Date : Fri, 26 Nov 2010 20:08:26 +0000
From : mfirth@... (Michael Firth)
Subject: Kansas City Standard
On 26/11/2010 19:42, Rick Murray wrote:
> On 26/11/2010 16:27, paul aslin wrote:
>
>> If you clever I'm sure the two tape players could be replaced
>> with some sort of bi directional amplifier.
> Not even sure an amp would be needed. For short lengths, it may well
> suffice to do:
>
>
> BBC One BBC Two ;-)
>
> Mic ------------------> Ear
>
> Ear<------------------ Mic
>
> Gnd ------------------- Gnd
>
>
> The problem I can foresee is "Block?" and such, how would you get the
> transmitting Beeb to send a chunk again? This is why serial ports are
> used for linking machines. Less smarts (no built in file handling) but
> more control over what happens "on the wire", plus the availability of
> handshaking signals.
>
Back in the day I definitely had a cable that allowed me to connect the
cassette port on a BBC to the cassette port on an Electron.
I think the circuit for it came from one of the magazines - either Acorn
User, Micro User or Electron User I expect.
It was a little more complicated than just a straight through lead -
there were a few resistors involved too, but I'm afraid I can't even
remember if they were in-line resistors or pull-down resistors.

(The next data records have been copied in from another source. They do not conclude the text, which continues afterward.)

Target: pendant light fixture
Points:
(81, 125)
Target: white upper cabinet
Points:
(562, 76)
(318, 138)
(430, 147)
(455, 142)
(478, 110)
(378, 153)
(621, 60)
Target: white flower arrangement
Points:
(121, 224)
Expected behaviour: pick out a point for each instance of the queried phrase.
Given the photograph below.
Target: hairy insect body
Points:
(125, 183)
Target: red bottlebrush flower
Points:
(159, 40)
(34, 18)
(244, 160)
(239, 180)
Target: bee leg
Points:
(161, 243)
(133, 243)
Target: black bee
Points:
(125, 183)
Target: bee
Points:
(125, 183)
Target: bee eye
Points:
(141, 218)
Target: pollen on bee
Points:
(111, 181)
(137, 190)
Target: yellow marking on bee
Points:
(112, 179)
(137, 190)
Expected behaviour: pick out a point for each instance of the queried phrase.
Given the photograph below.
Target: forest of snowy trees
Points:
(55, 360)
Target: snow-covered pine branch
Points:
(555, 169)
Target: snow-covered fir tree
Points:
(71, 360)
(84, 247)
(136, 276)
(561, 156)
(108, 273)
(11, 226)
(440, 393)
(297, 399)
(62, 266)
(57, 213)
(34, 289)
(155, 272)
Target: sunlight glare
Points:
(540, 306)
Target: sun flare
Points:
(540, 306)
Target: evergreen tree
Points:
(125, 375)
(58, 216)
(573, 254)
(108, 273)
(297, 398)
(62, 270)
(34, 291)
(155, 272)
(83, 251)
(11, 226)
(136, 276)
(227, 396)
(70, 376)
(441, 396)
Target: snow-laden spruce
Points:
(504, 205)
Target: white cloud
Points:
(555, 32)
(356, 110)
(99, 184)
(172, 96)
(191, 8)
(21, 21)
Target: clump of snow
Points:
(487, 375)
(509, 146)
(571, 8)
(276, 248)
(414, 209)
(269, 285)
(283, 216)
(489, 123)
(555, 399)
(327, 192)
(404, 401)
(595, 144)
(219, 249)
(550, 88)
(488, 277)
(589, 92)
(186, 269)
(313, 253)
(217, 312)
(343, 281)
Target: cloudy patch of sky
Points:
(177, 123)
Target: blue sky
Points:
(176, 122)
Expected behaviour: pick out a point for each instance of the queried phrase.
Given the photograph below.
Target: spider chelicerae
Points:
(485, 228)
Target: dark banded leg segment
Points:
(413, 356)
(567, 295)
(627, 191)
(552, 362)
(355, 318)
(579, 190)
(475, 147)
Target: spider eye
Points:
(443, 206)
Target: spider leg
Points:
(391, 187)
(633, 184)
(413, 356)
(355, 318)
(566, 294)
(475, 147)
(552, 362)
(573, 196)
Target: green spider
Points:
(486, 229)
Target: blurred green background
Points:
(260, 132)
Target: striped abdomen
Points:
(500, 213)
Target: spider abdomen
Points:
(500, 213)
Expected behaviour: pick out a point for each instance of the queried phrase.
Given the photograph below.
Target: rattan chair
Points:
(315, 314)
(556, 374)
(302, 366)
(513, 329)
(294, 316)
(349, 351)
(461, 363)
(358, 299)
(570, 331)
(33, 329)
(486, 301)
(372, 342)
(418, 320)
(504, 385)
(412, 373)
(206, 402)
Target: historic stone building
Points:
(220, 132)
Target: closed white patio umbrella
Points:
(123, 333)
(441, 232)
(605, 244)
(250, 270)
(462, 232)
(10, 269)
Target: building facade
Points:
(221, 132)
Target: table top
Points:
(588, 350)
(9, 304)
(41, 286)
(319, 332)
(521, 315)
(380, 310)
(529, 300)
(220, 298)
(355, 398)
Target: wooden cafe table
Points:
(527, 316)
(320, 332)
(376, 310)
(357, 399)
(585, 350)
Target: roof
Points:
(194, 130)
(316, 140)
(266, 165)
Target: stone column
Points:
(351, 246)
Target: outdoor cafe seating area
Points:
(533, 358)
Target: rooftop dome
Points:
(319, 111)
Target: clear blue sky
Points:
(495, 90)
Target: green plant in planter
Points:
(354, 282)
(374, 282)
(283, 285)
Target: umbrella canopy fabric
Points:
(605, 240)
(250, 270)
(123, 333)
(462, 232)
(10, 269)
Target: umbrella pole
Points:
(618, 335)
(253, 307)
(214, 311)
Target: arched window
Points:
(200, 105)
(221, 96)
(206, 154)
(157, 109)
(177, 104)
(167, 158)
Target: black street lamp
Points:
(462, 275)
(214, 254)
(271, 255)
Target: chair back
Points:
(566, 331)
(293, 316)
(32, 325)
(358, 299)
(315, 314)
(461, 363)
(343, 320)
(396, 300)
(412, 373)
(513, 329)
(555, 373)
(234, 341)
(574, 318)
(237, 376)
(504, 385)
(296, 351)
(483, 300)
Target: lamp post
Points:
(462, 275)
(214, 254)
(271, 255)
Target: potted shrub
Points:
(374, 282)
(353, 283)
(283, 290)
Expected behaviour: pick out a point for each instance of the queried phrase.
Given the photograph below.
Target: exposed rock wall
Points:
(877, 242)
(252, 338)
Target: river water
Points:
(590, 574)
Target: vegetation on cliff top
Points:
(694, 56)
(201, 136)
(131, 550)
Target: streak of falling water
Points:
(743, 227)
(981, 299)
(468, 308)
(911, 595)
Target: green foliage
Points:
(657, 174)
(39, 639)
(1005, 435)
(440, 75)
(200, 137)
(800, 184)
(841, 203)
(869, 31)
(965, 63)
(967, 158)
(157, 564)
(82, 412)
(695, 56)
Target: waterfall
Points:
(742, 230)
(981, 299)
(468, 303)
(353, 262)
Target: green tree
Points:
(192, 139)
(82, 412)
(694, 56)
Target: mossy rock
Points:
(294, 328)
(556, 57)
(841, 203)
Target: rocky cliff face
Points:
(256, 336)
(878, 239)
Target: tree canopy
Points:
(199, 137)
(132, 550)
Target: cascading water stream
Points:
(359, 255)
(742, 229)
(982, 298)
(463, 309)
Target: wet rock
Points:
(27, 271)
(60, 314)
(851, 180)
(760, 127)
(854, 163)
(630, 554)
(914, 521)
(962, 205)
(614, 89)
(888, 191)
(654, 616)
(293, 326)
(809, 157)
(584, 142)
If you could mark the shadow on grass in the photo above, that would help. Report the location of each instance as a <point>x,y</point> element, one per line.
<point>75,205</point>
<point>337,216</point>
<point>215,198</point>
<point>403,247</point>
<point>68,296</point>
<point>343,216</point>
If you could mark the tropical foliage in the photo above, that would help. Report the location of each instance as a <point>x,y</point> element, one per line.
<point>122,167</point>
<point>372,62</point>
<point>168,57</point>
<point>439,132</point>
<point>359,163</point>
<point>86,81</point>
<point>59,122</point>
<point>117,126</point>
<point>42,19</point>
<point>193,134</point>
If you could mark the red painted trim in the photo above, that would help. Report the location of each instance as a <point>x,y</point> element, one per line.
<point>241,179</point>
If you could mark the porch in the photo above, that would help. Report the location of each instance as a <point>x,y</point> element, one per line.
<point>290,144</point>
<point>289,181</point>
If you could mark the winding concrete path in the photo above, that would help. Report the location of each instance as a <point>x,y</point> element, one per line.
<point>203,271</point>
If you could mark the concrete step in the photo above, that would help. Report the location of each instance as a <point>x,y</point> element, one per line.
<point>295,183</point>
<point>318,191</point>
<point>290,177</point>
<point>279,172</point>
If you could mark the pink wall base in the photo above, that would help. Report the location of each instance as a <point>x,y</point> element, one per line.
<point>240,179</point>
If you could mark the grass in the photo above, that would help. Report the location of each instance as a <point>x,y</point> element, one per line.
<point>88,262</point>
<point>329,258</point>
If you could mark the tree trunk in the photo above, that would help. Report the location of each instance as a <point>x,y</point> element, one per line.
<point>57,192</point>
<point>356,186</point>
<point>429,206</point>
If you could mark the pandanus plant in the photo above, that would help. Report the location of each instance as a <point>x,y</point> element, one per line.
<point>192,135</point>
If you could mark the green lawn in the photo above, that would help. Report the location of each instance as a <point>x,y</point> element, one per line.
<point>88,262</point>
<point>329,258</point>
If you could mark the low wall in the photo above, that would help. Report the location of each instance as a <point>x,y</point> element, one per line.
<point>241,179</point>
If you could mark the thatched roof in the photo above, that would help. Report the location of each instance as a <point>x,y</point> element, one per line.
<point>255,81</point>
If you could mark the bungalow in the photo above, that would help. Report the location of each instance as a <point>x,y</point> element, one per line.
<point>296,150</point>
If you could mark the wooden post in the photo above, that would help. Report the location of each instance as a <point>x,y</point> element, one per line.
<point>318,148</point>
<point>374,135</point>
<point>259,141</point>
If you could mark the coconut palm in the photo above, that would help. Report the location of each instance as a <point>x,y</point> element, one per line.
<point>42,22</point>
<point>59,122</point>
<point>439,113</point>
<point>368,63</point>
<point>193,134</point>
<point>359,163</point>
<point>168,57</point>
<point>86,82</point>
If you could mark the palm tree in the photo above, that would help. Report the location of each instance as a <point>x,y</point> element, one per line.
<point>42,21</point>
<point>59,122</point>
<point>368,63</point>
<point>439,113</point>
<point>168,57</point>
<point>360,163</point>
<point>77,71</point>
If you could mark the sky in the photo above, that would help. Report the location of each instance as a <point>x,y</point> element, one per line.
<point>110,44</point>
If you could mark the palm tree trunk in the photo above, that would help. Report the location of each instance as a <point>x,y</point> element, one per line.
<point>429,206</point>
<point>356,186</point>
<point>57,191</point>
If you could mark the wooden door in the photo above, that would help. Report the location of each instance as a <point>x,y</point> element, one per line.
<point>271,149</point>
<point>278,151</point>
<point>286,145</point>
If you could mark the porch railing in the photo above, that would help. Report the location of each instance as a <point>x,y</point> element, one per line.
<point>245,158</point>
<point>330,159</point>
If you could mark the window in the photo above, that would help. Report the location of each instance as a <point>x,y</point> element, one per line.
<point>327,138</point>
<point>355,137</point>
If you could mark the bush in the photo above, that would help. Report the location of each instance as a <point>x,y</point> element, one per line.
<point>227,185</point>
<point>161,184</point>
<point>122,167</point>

I think most of the error handling didn't really matter, as (because the
signal was being directly generated, rather than off tape) the error
rate was pretty close to zero.
I don't remember it being something that was used much - I think the
theory was to allow the BBC to effectively be a "cassette file server"
to the Electron from its disc drive, but I don't think there was any
software to allow it to be practical.